We got more kale in this week's vegetable box--curly kale. Also some nice parsley. I think I will whip up some pesto and freeze it in cubes for later quick work-night pasta meals. Taylor could even use it in his Top Ramen and elevate those noodles to a new level. Hah! I am trying to teach him that he can make better food at home for pennies on the dollar rather than picking up fast food, and with the same levels of sodium. (That's a sick joke!) I think I like the kale pesto better than a basil pesto, because its not so spicy hot! You can use all sorts of dark greens for pesto: arugula, spinach, basil, kale. (oh, yeah, just did that!) Giada makes a green pea pesto, also, which seems like a good idea.

The recipe pictured here just calls for the Parmesan to be sprinkled on top, but I like to blend it into my pesto because I like the cheesy, salty, pasty properties it brings to pesto.

Here is what I did:

KALE PESTO

2 cups chopped kale (about 6 leaves)
2 cloves garlic
1/2 tsp sea salt
1/2 cup coarsely chopped nuts (almonds, walnuts, pine nuts)
1-2 Tbs lemon juice
5-6 fresh basil leaves
1/2 cup grated Parmesan cheese
1/4 cup olive oil

Put everything into a blender except for the cheese and olive oil. Blend until everything is chopped and resembles a paste. Add in the Parmesan cheese, then drizzle the olive oil in through the top of the blender lid until the desired consistency is reached. Use immediately, or spoon into ice cubes trays and freezer for later use.


LEMON CHICKEN PRESTO PASTA

2 chicken breasts, cubed into bite-sized pieces
olive oil
garlic, salt, pepper blend
lemon juice
water
pesto
16 oz pasta noodles, any type
salt

Bring a pasta pot of water to a boil. Add about a teaspoon of salt to the boiling water and then add the pasta. Cook until al dente. Drain, reserving about a coffee cup full of pasta water. Put drained pasta back into the pasta pot.

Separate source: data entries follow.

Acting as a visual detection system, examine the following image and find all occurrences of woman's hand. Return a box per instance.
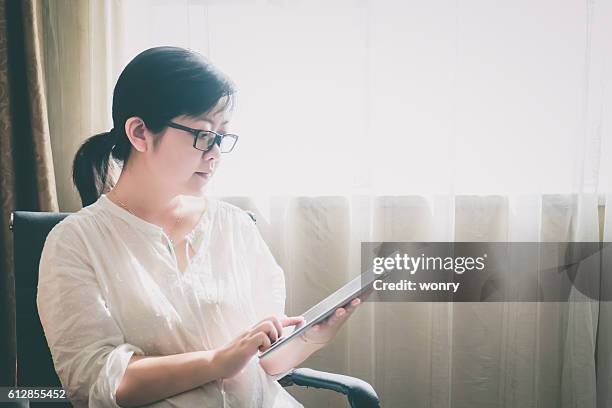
[302,298,361,344]
[214,316,304,378]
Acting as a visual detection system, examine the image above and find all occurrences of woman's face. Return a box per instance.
[150,100,229,196]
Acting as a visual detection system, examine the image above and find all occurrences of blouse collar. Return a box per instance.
[99,194,215,241]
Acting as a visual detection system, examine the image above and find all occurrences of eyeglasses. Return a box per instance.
[166,122,238,153]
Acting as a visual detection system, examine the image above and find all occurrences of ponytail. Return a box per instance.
[72,47,234,207]
[72,130,116,207]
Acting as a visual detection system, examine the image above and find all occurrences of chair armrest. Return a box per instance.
[278,368,380,408]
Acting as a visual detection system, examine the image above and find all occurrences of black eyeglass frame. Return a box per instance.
[166,122,238,153]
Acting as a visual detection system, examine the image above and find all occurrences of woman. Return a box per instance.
[37,47,359,407]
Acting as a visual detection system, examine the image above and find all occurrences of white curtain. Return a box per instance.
[44,0,612,408]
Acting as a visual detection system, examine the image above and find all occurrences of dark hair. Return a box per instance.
[72,47,235,206]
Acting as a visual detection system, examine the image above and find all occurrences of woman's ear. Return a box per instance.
[125,116,152,153]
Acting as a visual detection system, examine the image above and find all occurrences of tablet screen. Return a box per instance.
[259,262,390,358]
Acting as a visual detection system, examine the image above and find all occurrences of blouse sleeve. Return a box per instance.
[242,212,287,321]
[36,220,144,408]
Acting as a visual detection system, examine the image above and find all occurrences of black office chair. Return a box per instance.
[10,211,380,408]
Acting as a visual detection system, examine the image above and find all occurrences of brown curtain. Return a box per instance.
[0,0,58,386]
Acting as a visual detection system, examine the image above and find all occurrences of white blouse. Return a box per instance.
[37,195,303,408]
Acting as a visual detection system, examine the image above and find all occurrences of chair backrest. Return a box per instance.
[11,211,70,387]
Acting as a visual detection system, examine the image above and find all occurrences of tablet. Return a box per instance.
[259,252,391,359]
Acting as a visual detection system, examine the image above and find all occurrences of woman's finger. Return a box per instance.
[253,320,278,342]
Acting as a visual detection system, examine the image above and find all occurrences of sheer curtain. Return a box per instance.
[45,0,612,407]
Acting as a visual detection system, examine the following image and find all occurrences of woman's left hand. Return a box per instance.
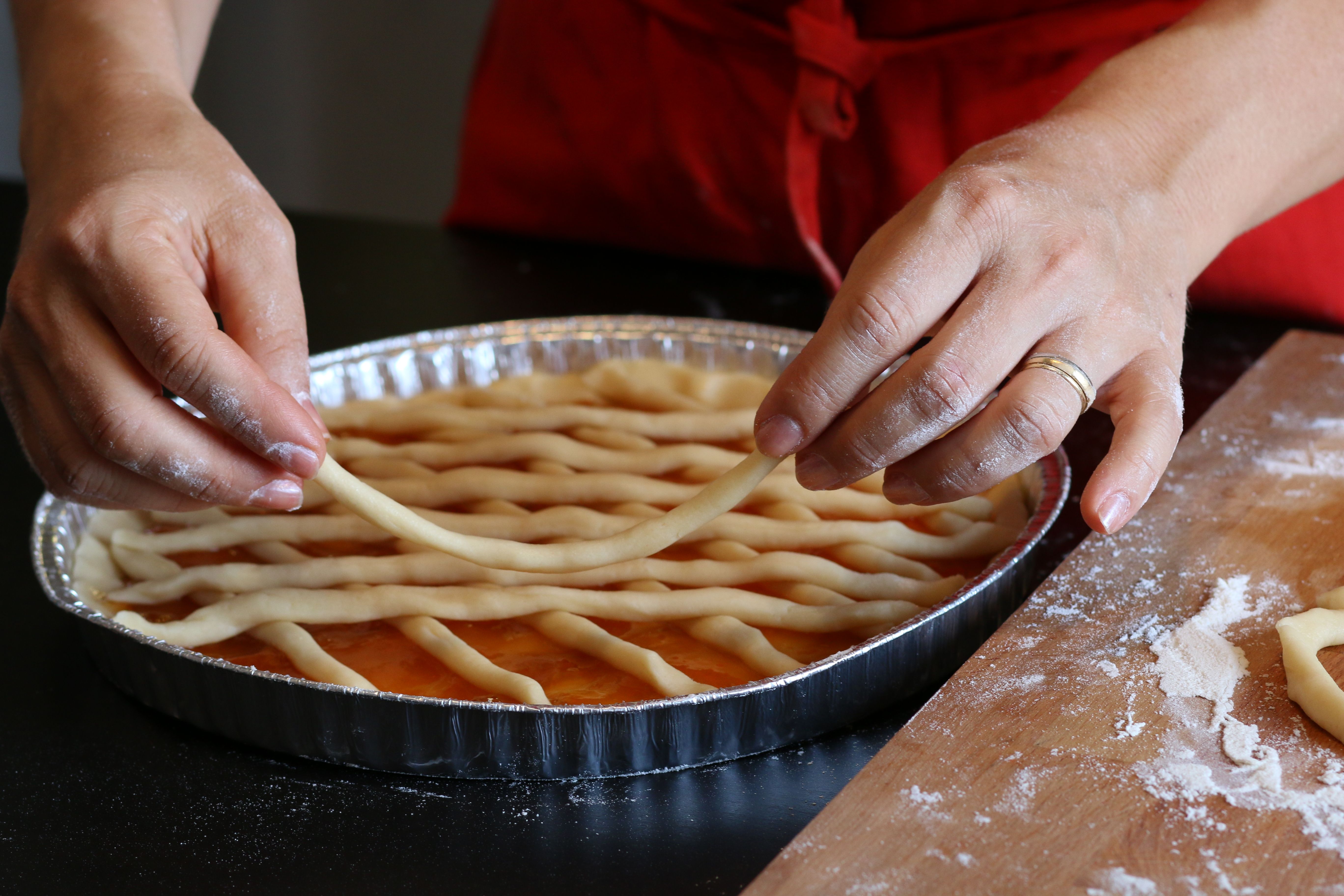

Coat a saute pan with two twirls of olive oil. Saute the chicken until cooked through. Season with garlic salt pepper blend and a couple of teaspoons of lemon juice. Add a cup of pasta water and let the chicken simmer for about 20 minutes. Stir in 1/2 cup of pesto. Pour this mixture over the pasta in the pasta pot and stir until all the pasta is coated. Dish up in pasta bowls and sprinkle with more Parmesan cheese.

BUTTERED FRENCH BREAD

1 loaf French bread, cut in half length-wise
Butter
minced fresh garlic or a garlic powder or garlic salt

Cut the bread in half, spread with softened butter. Sprinkle with garlic or seasonings. My daughter had a TJs grinder with sea salt, garlic, pepper and parsely that smelled great. Some minced parsley is nice, too.
If you are playing is safe, heat in a 350 degree oven until the butter is soaked in. If you are being adventurous, toast under the broiler for a few minutes until the bread is lightly browned. Don't have a glass of wine and get to talking like I did last night, or the bread will be burned to a crisp and smell up the house and set off the smoke alarm and wake the baby. But this does cut down on carbs. Just sayin'!